Be Alarmed: The Black Americana Epic, Movement III - The Triple Deities
Tiona Nekkia McClodden
Also coming this spring, a multimedia performance will merge art song, exhibition, film, and sculpture to examine Black woman intersubjectivity within the context of American society, drawing from an art song composed by Florence B. Price—the first African American woman to have a composition performed by a major American symphony orchestra.
The Tattooed Lady
Philadelphia Theatre Company
A new musical will foreground the bravery, artistry, and bodily autonomy of a group of women who embraced personal transformation through tattoos in a fictional tale of a bond between mother and daughter wedded to a historical survey of women sideshow performers.

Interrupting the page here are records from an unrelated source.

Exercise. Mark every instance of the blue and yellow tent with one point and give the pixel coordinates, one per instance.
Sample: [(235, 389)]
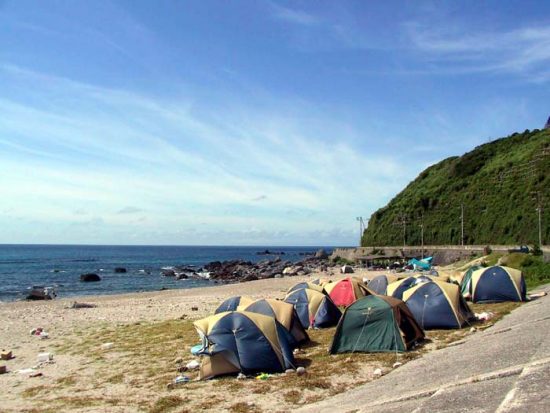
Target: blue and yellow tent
[(497, 284), (241, 341), (437, 305), (314, 309)]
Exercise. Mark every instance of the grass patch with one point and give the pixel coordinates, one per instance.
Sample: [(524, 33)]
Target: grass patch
[(166, 403)]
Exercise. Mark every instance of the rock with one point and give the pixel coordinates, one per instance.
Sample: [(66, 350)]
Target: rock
[(91, 277), (321, 254), (346, 269)]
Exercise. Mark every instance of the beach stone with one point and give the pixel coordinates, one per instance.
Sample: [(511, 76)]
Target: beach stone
[(91, 277)]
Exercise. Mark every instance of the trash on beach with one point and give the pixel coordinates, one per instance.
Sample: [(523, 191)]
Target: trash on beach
[(107, 346), (196, 349), (76, 304), (485, 316), (192, 365), (45, 357), (263, 376)]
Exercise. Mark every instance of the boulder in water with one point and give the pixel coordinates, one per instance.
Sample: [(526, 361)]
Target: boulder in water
[(91, 277)]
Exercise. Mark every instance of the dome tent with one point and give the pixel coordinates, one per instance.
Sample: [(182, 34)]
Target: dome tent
[(397, 288), (284, 313), (497, 284), (437, 305), (466, 281), (379, 284), (376, 324), (311, 285), (314, 309), (232, 303), (346, 291), (240, 341)]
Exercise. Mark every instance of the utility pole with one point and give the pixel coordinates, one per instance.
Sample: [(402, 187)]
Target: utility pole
[(422, 233), (361, 228), (462, 223)]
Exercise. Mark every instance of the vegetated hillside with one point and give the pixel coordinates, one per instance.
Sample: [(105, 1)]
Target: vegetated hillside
[(497, 183)]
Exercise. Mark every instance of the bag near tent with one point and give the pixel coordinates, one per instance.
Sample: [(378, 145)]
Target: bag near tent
[(232, 303), (284, 313), (346, 291), (437, 305), (497, 284), (376, 324), (311, 285), (314, 309), (379, 284), (241, 341)]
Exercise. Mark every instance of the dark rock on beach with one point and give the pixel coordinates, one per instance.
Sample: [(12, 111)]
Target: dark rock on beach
[(91, 277)]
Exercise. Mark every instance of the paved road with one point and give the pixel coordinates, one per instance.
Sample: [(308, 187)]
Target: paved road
[(505, 368)]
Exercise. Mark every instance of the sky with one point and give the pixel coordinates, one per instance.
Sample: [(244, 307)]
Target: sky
[(248, 122)]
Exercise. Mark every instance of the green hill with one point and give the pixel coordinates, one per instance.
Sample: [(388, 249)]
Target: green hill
[(497, 184)]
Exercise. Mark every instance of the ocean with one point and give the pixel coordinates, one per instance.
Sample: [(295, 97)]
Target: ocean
[(22, 266)]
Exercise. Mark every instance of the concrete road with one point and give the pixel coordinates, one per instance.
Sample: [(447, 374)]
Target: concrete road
[(505, 368)]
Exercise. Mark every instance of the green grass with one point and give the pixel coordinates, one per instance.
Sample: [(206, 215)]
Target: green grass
[(496, 183)]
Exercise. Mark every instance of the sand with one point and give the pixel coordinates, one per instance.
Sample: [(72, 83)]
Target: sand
[(75, 369)]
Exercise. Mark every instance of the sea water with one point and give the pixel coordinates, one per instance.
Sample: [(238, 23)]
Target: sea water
[(22, 266)]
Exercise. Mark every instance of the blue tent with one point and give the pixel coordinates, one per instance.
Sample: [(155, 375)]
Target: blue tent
[(497, 284)]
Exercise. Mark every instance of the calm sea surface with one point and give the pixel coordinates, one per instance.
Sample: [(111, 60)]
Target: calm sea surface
[(22, 266)]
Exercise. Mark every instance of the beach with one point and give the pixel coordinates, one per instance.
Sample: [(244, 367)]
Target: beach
[(122, 355), (80, 378)]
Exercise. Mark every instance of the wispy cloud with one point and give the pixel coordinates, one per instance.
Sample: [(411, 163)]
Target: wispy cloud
[(129, 210), (524, 51)]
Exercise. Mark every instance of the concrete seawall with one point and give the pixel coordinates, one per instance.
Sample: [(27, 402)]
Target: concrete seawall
[(443, 254)]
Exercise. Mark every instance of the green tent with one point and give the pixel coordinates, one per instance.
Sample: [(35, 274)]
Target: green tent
[(466, 280), (376, 324)]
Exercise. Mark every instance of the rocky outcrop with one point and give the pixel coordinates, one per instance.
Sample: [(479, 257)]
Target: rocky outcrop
[(91, 277), (239, 270)]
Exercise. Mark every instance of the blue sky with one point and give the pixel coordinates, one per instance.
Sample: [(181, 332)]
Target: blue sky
[(248, 122)]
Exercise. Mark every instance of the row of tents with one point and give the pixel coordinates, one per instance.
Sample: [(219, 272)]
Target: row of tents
[(387, 314)]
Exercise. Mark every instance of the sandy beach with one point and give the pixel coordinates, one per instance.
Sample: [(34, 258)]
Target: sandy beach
[(151, 335), (80, 378)]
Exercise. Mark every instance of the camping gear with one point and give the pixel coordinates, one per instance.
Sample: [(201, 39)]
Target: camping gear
[(243, 342), (311, 285), (346, 291), (232, 303), (423, 264), (397, 288), (466, 281), (314, 308), (376, 324), (379, 283), (437, 305), (497, 284), (284, 313)]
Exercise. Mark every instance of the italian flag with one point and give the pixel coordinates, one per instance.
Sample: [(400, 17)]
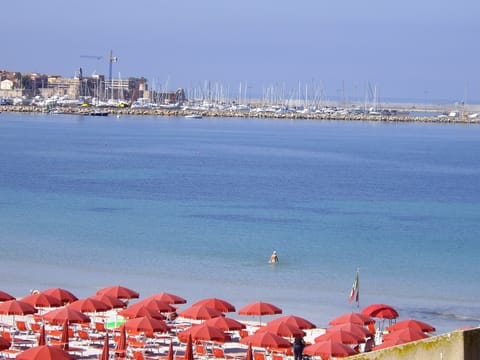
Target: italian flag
[(354, 293)]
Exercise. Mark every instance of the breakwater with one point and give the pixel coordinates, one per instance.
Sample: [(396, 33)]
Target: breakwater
[(241, 114)]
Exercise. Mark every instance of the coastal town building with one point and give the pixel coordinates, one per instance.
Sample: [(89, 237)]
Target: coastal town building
[(87, 89)]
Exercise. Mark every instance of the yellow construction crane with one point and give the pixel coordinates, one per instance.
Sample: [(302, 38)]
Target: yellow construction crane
[(111, 59)]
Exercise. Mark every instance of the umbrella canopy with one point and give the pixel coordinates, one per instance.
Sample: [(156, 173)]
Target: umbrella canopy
[(6, 296), (120, 292), (381, 311), (266, 339), (353, 328), (169, 298), (45, 352), (406, 335), (225, 323), (155, 305), (283, 329), (64, 295), (147, 325), (111, 301), (42, 338), (298, 321), (328, 349), (16, 307), (4, 343), (200, 312), (411, 324), (43, 300), (389, 343), (260, 308), (89, 305), (343, 336), (133, 312), (219, 304), (58, 316), (106, 350), (204, 333), (353, 318), (189, 349)]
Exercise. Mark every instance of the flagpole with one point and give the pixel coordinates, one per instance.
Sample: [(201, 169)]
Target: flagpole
[(355, 292)]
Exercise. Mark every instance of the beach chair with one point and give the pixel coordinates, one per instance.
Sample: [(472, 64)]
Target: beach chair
[(100, 327), (257, 355), (139, 355), (22, 327), (278, 356), (219, 353), (35, 327), (202, 352)]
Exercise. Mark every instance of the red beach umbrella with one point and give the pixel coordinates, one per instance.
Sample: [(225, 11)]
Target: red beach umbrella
[(106, 349), (328, 349), (411, 324), (16, 307), (147, 325), (170, 353), (140, 311), (225, 323), (204, 333), (169, 298), (6, 296), (43, 300), (120, 292), (189, 349), (381, 311), (266, 339), (249, 355), (353, 328), (343, 336), (283, 329), (200, 312), (122, 342), (44, 352), (89, 305), (4, 343), (58, 316), (155, 305), (64, 295), (111, 301), (298, 321), (406, 335), (353, 318), (260, 308), (219, 304)]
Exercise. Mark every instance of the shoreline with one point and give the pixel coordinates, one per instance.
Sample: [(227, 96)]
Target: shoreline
[(242, 114)]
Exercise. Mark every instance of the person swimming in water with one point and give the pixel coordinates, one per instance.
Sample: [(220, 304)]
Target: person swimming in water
[(273, 258)]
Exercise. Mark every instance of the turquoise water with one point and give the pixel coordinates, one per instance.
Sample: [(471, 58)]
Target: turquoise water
[(195, 207)]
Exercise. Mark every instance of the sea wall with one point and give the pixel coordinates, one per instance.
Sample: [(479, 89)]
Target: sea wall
[(246, 114), (457, 345)]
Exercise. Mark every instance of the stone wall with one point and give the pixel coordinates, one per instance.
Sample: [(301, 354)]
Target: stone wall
[(457, 345)]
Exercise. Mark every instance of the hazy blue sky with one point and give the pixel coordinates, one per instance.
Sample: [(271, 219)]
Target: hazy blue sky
[(410, 49)]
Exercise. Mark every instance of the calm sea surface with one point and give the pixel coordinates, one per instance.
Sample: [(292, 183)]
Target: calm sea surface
[(195, 207)]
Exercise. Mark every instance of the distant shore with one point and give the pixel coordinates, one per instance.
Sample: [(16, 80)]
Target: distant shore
[(400, 117)]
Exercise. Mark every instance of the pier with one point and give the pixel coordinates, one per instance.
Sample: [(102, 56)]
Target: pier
[(215, 113)]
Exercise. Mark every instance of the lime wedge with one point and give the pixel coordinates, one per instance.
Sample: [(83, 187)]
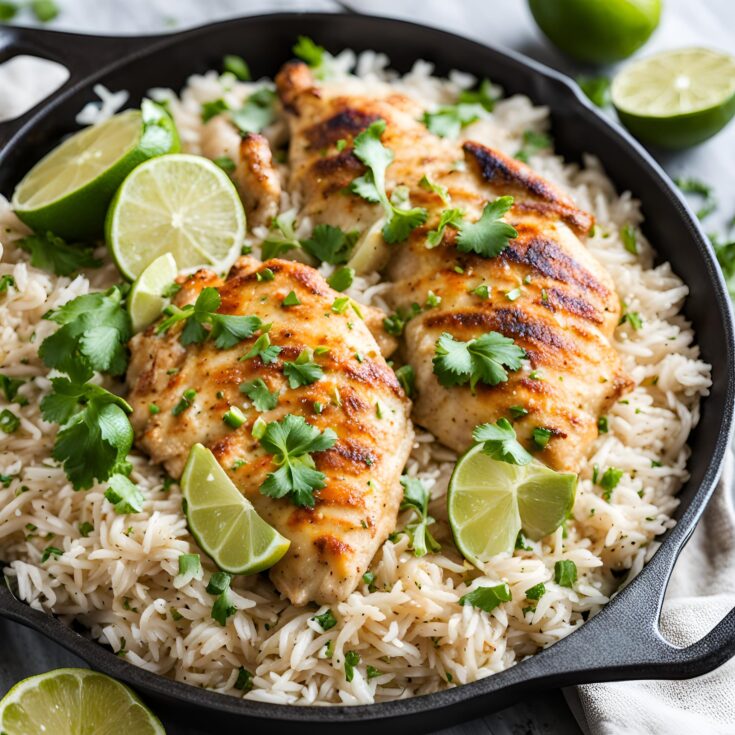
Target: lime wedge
[(676, 99), (490, 501), (223, 522), (182, 204), (74, 701), (69, 190), (146, 300)]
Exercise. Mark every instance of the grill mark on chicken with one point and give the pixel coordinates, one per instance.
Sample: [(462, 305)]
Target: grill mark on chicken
[(500, 170), (544, 256), (344, 124)]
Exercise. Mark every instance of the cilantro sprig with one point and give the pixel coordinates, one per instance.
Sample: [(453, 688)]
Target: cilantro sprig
[(227, 330), (483, 359), (369, 149), (93, 335), (416, 498), (95, 435), (51, 253), (292, 441), (499, 442)]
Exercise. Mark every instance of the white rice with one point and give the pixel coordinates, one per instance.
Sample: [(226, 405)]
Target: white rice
[(118, 581)]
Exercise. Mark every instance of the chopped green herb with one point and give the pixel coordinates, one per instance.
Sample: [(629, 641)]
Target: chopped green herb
[(292, 442), (541, 437), (487, 598), (483, 359), (490, 235), (257, 391), (500, 442), (352, 659), (341, 279), (565, 573), (326, 620), (371, 185), (416, 498)]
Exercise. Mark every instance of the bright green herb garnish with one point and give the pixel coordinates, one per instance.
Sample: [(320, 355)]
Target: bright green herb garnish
[(483, 359), (487, 598), (369, 149), (292, 442)]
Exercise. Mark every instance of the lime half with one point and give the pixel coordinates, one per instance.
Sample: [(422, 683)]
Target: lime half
[(599, 31), (74, 701), (490, 501), (676, 99), (223, 522), (69, 190), (181, 204), (146, 299)]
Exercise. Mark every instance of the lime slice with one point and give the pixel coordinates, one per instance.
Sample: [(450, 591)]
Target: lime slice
[(676, 99), (69, 190), (74, 701), (146, 300), (599, 31), (182, 204), (223, 522), (490, 501)]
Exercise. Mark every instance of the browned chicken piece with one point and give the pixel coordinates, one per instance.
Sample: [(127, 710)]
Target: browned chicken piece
[(566, 307), (255, 175), (358, 397)]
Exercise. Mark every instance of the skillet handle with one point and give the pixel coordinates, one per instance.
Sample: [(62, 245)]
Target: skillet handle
[(83, 55)]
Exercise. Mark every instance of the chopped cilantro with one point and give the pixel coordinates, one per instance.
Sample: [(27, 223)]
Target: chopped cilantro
[(500, 442), (489, 236), (292, 442), (483, 359), (487, 598)]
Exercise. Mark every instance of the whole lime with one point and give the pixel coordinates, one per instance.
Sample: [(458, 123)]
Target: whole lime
[(598, 31)]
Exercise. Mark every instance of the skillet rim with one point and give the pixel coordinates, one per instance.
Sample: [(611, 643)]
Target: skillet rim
[(672, 542)]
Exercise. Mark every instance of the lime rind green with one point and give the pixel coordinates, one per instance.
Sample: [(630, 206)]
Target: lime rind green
[(73, 701), (224, 522), (676, 99), (69, 190), (490, 501), (181, 204), (145, 300)]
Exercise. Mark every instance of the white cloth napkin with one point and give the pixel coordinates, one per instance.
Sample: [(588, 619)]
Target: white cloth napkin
[(701, 592)]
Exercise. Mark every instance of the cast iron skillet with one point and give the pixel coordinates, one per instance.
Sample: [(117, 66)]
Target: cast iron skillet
[(622, 641)]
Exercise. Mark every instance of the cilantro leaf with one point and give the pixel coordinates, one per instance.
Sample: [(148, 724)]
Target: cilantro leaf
[(487, 598), (447, 121), (263, 349), (95, 435), (302, 371), (93, 335), (484, 359), (484, 95), (292, 441), (281, 236), (500, 442), (51, 253), (416, 497), (369, 149), (488, 236), (257, 391), (257, 112), (227, 330), (330, 244), (124, 495), (448, 217)]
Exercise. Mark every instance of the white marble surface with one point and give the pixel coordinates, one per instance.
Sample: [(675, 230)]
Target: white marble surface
[(504, 23)]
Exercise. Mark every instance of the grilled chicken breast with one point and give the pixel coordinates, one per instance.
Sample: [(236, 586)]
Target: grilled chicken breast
[(358, 397), (546, 291)]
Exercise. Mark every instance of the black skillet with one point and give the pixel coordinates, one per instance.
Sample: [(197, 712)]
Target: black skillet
[(623, 640)]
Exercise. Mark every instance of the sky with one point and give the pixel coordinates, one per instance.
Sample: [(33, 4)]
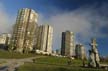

I Re-Emerge: Imaging the Self
The Print Center
A solo exhibition of photo-based work by Carmen Winant will reflect on historic and contemporary visual representations of women’s oppression, liberation, and self-expression.
Rosine Association 2.0
Swarthmore College
An art and archive-based project will reinterpret the mission of the Rosine Association, co-founded by Quaker activist Mira Sharpless Townsend in 1847 to help struggling women of that era.
What Minerva Built
University of Pennsylvania Stuart Weitzman School of Design
The first exhibition to survey the work of architect Minerva Parker Nichols (1862–1949) will reexamine her significant contributions to Philadelphia’s built environment and spotlight the broader legacy of women in design.